Yeni değil aslında, aslına bakarsanız, insanlık olarak iletişimde mağara dönemine döndük!
Hülasa dostlar, insanların hayatında ne ölçüde size ait marka varsa, orada sizin diliniz vardır!
Sonuç...?
Dedesini anlamayan torun, çocuklarını anlamayan anne baba, birbirini anlamayan kardeşler...!
Evet, yanlış okumadınız, maalesef durumumuz bu...

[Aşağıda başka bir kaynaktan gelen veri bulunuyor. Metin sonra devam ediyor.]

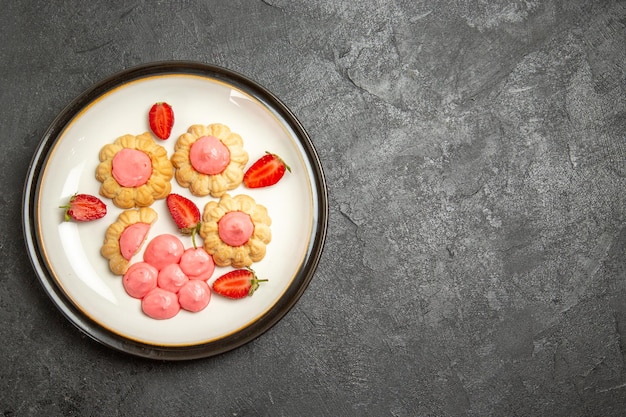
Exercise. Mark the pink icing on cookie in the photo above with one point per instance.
(194, 295)
(196, 263)
(140, 279)
(208, 155)
(131, 239)
(131, 167)
(163, 250)
(171, 278)
(235, 228)
(160, 304)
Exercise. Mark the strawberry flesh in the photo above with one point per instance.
(161, 119)
(237, 284)
(84, 208)
(185, 214)
(266, 171)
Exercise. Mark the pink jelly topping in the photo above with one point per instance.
(131, 167)
(208, 155)
(131, 239)
(171, 278)
(163, 250)
(160, 304)
(194, 295)
(140, 279)
(235, 228)
(196, 263)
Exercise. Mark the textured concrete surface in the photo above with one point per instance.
(475, 157)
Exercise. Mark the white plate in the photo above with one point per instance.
(66, 255)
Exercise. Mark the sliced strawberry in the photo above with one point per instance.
(268, 170)
(161, 119)
(84, 208)
(186, 215)
(239, 283)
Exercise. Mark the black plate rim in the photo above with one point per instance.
(135, 348)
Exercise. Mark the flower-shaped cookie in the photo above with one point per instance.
(209, 160)
(124, 238)
(235, 230)
(134, 171)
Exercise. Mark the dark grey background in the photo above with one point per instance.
(476, 162)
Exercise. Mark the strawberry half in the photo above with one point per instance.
(268, 170)
(236, 284)
(161, 119)
(84, 208)
(186, 215)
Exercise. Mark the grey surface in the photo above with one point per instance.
(475, 157)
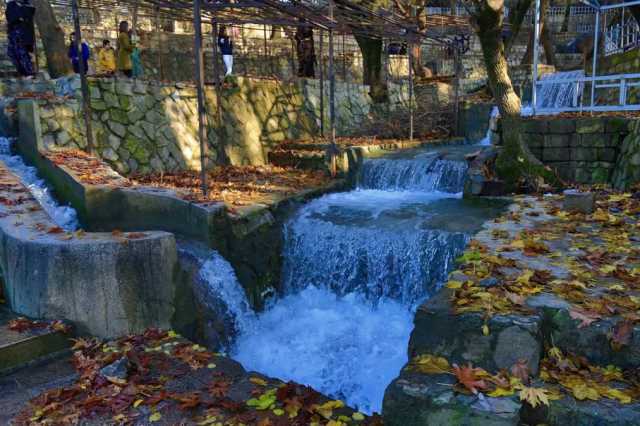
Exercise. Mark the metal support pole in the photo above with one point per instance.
(410, 59)
(595, 59)
(217, 82)
(321, 63)
(159, 53)
(202, 111)
(534, 72)
(456, 105)
(332, 96)
(84, 84)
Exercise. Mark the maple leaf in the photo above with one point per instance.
(521, 370)
(467, 377)
(534, 396)
(621, 334)
(585, 318)
(430, 364)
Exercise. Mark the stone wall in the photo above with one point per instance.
(585, 150)
(143, 127)
(620, 63)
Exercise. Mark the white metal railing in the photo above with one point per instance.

Kendinizi, meramınızı siz kardeşlerinize anlatamamışken, dünyaya nasıl anlatacaksınız?
Nitekim, anlatamıyoruz!
Buraya kadar yazdıklarımı, bir kesimi ya da bir ideolojiyi, farklı dünya görüşüne mensup insanları itham etmek maksadıyla yazmadım!
Yaşanan hali, bizzat kendi üzerimden anlatırsam, sanırım meramımı daha iyi anlamış olursunuz.
Bir Türk Milliyetçisi olarak, bendenizin ülküsü, "Turan" dır!
"Turan" her bir Türk Milliyetçisinin, "Kızıl Elması" dır!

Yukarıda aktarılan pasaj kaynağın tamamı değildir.